As notas técnicas e o artigo chamaram a atenção da Abin, que havia formado um grupo de trabalho interdisciplinar para avaliar diferentes ferramentas de simulação da evolução da pandemia. "Por solicitação, os cientistas da UFJF têm enviado a eles seus relatórios e artigos sobre covid-19", diz o professor.
O resultado da estimativa é parecido com outro estudo feito pela Covid-19 Brasil, encabeçado por pesquisadores de diversas universidades brasileiras. De acordo com essa metodologia, há no país 5.926.258 de infectados.
Para chegar a esse número, o grupo também usou como base a curva epidemiológica da Coreia do Sul. Com base no número de óbitos confirmados em cada faixa etária no Brasil, os pesquisadores usam um modelo matemático para aplicar as taxas de mortalidade registradas no país asiático à pirâmide etária brasileira, chegando a um número estimado de casos.
"São metodologias distintas, mas que apontam para um mesmo cenário de alta subnotificação", pontua o professor Santos.

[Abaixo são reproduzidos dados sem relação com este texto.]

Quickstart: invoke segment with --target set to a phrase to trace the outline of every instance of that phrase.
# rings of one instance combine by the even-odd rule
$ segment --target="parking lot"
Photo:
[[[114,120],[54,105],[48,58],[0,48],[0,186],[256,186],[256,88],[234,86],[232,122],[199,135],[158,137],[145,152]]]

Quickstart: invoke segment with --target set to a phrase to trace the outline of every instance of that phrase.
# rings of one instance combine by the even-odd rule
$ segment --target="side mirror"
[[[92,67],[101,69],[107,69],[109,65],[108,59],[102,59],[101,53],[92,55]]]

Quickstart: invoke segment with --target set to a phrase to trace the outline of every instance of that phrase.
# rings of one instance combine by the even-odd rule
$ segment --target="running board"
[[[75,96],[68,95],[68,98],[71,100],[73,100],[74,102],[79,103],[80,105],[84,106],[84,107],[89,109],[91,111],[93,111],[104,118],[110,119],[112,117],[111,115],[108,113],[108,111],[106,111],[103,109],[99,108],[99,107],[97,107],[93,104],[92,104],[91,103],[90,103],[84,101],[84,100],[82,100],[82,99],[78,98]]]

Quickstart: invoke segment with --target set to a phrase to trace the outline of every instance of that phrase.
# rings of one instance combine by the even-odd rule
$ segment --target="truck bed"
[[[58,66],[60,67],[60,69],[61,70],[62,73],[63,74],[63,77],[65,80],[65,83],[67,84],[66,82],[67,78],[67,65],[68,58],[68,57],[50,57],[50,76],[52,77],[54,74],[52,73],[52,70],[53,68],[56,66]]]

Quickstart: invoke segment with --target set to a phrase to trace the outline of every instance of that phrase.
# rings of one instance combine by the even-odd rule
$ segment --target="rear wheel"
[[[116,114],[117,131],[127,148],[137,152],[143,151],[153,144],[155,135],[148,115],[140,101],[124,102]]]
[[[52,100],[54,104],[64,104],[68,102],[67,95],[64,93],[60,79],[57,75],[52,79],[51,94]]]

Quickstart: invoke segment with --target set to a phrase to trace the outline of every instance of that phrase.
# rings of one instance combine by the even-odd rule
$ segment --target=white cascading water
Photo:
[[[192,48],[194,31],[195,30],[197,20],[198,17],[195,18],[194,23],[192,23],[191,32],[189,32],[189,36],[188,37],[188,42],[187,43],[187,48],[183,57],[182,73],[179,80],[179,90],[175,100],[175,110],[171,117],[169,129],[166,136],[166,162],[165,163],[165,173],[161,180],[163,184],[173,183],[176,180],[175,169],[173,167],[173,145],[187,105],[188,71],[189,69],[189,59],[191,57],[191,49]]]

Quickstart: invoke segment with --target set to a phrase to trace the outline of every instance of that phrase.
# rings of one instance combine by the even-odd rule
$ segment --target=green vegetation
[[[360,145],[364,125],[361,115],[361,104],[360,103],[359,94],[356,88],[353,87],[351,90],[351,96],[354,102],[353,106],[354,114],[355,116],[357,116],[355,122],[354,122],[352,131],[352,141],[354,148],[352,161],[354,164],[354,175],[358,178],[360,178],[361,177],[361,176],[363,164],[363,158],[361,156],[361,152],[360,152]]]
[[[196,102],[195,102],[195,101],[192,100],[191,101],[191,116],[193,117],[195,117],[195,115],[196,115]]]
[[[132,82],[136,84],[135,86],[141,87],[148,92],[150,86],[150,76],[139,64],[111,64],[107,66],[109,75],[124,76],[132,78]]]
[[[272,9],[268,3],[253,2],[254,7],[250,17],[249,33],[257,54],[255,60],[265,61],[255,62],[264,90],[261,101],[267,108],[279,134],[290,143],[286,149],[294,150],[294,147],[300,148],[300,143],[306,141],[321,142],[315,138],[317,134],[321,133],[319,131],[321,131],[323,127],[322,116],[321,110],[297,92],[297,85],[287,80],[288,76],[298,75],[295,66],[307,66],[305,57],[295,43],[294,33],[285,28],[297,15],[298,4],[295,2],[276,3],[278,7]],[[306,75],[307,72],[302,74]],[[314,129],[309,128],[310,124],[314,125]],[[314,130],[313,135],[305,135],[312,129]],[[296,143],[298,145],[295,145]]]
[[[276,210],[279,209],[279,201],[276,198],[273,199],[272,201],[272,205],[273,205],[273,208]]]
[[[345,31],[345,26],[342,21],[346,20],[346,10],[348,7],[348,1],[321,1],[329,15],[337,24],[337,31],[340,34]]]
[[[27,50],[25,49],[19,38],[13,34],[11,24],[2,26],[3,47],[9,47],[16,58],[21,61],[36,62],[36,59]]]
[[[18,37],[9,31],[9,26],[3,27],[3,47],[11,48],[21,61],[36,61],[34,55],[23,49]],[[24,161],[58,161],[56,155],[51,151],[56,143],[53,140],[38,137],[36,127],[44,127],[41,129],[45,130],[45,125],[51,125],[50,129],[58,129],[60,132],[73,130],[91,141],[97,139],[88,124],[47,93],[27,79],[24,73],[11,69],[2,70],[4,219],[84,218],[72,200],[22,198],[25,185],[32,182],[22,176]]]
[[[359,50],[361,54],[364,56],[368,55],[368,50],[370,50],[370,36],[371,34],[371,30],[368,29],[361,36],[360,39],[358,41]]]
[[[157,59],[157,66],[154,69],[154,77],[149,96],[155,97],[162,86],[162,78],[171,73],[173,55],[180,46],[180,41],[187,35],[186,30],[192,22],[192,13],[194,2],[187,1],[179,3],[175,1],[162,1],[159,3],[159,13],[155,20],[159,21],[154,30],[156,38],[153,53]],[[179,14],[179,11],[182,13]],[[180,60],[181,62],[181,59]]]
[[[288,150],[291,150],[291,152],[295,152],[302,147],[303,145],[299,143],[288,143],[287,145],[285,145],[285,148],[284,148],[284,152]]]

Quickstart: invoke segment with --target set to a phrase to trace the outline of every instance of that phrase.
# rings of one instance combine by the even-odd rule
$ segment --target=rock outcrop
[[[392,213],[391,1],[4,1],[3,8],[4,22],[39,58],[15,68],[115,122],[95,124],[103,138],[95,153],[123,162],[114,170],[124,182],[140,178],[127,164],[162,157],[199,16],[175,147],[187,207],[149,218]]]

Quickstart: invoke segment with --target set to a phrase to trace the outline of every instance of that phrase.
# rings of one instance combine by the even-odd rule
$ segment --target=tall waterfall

Assim como Santos, um dos coordenadores da Covid-19 Brasil, o professor de medicina da USP de Ribeirão Preto, Domingos Alves, atribui as mesmas razões para a alta subnotificação brasileira: "O motivo é a baixa testagem por aqui", diz.
Isolamento social deficiente
O modelo computacional também detectou uma política de isolamento deficiente no Brasil, com uma redução de contato em torno de 40% em abril, enquanto a Itália e a Coreia do Sul reduziram 75% e 90%, respectivamente, o contato social no mesmo período.
Esse cenário pode se agravar no Brasil nas próximas semanas, após decisão de estados e municípios de afrouxar a quarentena, embora a pandemia ainda não tenha enfraquecido.
"Essa caracterização da covid-19 nesses diferentes países, cenários e fases da pandemia apoia a importância de políticas de mitigação, como o distanciamento social", reforça o artigo dos pesquisadores da UFJF.
Sete vezes mais casos em centros urbanos
Uma outra pesquisa publicada na semana passada indica que, para cada caso oficial de covid-19, existem sete casos reais na população dos principais centros urbanos brasileiros.
O levantamento, coordenado pelo Centro de Pesquisas Epidemiológicas da UFPel (Universidade Federal de Pelotas), foi realizado em 90 cidades brasileiras.
A pesquisa testou se as pessoas tinham anticorpos para a doença, o que significa que já foram ou estão infectadas pelo novo coronavírus, mesmo que assintomáticas. Já as estatísticas oficiais incluem apenas quem foi testado a partir dos sintomas.
No dia 13 de maio, véspera do início da pesquisa, essas 90 cidades somadas contabilizavam 104.782 casos oficiais. A estimativa do estudo, realizado entre os dias 14 e 21 de maio, no entanto, apontou para 760 mil infectados pelo novo coronavírus nessas cidades.
"Os casos confirmados, que aparecem nas estatísticas oficiais, representam apenas a ponta visível de um iceberg cuja maior parte está submersa", pondera Pedro Hallal, coordenador geral do estudo e reitor da UFPel.